I am shocked by Melton’s liberal, Bible denying view. While he calls a sexually active, cohabiting, unmarried woman a cheap prostitute and the couple, wicked fornicators, he doesn’t use the word whoremonger one time. So disappointed. I love hearing a Baptist preacher using the word WHOREMONGER. Here’s my favorite Baptist preacher (25 second clip) :

IFB preachers like Melton are fighting a losing battle when it comes to sex. Far stronger than the Holy Spirit or the outrage of the preacher is the human desire for sexual intimacy. While there are certainly many good reasons for waiting to have sex, the fact is,  most people don’t. Rather than shaming people for indulging their desire, Melton’s church would be better served if he taught them how to responsibly handle their sexuality. Instead of threatening punishment from God for any sexual activity outside of heterosexual marriage, wouldn’t it be better to educate teenagers and young adults about birth control, sexually transmitted diseases, and when it is “right” to have sex? Instead, Melton preaches the Puritanical gospel of NO!

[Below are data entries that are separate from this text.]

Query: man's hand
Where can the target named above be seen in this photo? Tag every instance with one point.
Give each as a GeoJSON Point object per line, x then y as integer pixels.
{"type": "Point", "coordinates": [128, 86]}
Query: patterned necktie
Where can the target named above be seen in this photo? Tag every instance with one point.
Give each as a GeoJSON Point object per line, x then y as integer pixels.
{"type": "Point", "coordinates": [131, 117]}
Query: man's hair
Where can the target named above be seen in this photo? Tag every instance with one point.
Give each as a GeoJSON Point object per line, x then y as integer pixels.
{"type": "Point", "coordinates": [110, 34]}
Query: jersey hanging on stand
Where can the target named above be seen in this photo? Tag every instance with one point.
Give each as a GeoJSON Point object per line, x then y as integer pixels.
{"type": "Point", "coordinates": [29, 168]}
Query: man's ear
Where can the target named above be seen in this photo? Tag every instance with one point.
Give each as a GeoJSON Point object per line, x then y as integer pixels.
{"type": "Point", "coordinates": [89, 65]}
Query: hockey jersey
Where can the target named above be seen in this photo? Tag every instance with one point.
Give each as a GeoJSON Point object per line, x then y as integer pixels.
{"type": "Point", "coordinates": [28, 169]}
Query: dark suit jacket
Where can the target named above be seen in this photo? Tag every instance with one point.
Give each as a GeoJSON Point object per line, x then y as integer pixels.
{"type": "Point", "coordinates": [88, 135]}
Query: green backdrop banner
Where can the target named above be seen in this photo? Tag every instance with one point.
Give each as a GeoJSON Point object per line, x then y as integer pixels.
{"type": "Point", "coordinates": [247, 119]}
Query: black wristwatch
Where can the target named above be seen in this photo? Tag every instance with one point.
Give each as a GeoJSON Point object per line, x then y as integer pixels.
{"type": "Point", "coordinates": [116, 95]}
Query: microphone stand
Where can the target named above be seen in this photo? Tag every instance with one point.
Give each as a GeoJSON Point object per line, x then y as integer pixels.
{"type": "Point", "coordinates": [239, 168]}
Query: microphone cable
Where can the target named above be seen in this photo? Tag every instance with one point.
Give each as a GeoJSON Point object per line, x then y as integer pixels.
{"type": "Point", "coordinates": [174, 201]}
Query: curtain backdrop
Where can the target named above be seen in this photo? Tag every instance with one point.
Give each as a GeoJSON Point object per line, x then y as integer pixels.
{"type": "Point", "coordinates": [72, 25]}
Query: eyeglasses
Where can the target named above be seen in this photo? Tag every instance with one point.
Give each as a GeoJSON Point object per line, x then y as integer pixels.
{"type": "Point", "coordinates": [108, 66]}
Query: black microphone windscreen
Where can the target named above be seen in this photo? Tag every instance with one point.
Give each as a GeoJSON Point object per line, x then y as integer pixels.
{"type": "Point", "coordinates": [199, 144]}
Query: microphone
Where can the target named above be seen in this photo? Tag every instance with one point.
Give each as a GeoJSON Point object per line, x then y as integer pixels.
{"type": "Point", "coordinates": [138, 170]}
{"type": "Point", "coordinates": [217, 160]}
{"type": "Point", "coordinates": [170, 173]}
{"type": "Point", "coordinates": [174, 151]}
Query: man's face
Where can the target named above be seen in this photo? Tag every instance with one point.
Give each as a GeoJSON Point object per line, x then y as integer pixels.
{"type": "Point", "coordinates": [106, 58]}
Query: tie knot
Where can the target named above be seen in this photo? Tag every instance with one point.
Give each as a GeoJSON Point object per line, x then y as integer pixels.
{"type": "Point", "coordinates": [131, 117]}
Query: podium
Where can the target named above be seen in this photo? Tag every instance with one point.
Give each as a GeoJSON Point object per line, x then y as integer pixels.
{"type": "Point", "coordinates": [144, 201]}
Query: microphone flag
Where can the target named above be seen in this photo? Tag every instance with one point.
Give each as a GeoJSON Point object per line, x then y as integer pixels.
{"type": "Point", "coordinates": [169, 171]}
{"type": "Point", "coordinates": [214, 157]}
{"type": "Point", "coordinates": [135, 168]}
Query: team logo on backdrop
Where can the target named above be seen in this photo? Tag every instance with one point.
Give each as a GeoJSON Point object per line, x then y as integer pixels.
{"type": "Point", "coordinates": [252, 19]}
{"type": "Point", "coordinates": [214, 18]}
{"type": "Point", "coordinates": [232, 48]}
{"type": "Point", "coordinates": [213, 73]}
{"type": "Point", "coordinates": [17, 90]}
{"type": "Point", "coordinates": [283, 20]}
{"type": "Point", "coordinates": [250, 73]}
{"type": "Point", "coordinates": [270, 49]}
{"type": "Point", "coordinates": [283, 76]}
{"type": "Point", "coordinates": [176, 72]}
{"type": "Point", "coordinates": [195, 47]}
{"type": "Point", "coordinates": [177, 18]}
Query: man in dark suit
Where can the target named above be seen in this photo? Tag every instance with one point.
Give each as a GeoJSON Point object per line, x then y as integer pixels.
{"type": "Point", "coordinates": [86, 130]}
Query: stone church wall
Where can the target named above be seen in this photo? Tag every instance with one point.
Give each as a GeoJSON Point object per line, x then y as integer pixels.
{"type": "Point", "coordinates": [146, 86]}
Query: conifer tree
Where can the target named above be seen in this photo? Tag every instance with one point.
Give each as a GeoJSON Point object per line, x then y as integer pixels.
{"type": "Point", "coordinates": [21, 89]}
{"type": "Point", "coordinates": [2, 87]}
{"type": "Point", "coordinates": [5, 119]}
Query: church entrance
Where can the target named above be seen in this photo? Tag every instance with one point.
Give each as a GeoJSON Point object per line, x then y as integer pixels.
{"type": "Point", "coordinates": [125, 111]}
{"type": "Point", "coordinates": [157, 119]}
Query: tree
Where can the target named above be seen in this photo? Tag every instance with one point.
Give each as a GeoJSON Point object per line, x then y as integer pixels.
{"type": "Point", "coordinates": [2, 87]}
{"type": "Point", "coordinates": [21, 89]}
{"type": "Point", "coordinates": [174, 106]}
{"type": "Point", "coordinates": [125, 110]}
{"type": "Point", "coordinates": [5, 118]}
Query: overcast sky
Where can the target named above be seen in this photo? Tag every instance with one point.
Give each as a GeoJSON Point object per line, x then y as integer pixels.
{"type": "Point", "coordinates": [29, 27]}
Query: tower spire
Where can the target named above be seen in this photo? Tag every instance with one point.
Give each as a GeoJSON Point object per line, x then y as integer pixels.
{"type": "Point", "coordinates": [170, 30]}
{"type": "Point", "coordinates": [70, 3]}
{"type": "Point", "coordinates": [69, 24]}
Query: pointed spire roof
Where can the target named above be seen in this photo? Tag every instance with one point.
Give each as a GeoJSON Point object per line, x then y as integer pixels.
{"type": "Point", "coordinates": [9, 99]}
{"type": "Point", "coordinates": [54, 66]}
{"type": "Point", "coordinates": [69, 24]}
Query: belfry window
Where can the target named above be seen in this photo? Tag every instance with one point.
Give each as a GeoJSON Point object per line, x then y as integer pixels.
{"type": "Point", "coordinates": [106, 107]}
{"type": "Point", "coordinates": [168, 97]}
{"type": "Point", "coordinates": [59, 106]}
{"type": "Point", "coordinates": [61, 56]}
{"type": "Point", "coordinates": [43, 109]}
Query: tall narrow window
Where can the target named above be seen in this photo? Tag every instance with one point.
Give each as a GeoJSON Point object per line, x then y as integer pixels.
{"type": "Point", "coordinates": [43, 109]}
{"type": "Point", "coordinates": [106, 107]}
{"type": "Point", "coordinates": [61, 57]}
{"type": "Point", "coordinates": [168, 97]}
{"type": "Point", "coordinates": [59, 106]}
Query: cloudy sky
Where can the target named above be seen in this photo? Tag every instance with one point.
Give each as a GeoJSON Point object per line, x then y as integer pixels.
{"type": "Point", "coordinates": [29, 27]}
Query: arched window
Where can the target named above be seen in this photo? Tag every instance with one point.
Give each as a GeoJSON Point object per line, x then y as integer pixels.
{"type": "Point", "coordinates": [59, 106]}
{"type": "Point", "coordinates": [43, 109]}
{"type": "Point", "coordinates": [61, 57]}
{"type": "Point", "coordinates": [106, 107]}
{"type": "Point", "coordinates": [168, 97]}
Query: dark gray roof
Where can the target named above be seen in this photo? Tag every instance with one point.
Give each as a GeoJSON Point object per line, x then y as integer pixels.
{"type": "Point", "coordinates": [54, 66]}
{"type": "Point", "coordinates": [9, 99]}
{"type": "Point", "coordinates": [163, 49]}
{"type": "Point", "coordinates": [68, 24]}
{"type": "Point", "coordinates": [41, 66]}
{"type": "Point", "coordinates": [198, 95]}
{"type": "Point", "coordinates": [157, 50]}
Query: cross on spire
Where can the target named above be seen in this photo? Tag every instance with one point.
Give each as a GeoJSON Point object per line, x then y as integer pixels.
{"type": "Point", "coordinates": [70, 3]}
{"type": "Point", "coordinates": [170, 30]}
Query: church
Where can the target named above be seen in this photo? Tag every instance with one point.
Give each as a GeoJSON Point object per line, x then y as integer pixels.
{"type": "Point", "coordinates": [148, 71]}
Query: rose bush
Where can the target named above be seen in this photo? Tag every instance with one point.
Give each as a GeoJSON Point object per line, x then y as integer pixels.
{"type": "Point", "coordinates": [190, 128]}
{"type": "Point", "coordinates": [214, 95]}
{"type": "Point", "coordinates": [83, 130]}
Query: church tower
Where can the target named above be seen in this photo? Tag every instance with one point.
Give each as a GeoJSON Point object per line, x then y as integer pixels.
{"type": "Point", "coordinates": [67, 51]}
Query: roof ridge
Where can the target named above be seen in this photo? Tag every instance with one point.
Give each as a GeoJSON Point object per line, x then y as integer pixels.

I get it, it IS in the Bible, but we are 2,000 or more years removed from the writing of the Bible. It is NOT a timeless book of absolute moral instruction. Take, for example, masturbation. Many IFB preachers still preach against masturbation. It’s considered fornication with self. How boring, eh? We now know that masturbation is a good way to release sexual tension. It won’t make you blind nor will it make you sterile. Imagine how relieved the purity ring wearing teens in the Baptist youth group will be if they hear their pastor compassionately and honestly tell them that it is OK to masturbate. No shame, no guilt; just a wonderful THANK YOU JESUS release of sexual tension.